Can you think of a similar decision or problem in your experience when your Depth Mind has played a similar role?
Checklist: Listening to your Depth Mind
Yes | No | |
Do you have a friendly and positive attitude to your Depth Mind? Do you expect it to work for you? | ||
Where possible, do you build into your plans time to ‘sleep on it’, so as to give your Depth Mind an opportunity to contribute? | ||
Do you deliberately seek to employ your Depth Mind to help you to: | ||
analyse a complex situation | ||
restructure a problem | ||
reach value judgements? | ||
Have you experienced waking up next morning to find that your unconscious mind has resolved some problem or made some decision for you? | ||
Do you see your Depth Mind as being like a computer? Remember the computer proverb: Garbage in, garbage out. | ||
Do you keep a notebook or pocket tape-recorder at hand to capture fleeting or half-formed ideas? | ||
Do you think you can benefit from understanding how the Depth Minds of other people work? |
Roy Thompson, in his autobiography After I Was Sixty (1975), explains how the Depth Mind works.
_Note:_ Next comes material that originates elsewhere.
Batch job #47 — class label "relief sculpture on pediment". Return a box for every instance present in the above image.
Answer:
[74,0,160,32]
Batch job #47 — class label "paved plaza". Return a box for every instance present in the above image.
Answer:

When a new problem arose, I would think it over and, if the answer was not immediately apparent, I would let it go for a while, and it was as if it went the rounds of the brain cells looking for guidance that could be retrieved, for by the next morning, when I examined the problem again, more often than not the solution came up right away. That judgement seems to have come to me almost unconsciously, and my conviction is that during the time I was not consciously considering the problem, my subconscious had been turning it over and relating it to my memory.
The use of your Depth Mind in decision making, problem solving and creative thinking is such an important principle that I shall return to it later. The million-dollar question is: Can we develop our Depth Mind capability? My answer is: Yes, we can. And the first step is awareness that it both exists and works. The secret of effective thinking is working with the natural grain of your mind – go with the flow as they say, but see if you can steer the boat.
We do not think as long as things run along smoothly for us. It is only when the routine is disrupted by the intrusion of a difficulty, obstacle or challenge that we are forced to stop drifting and to think what we are going to do.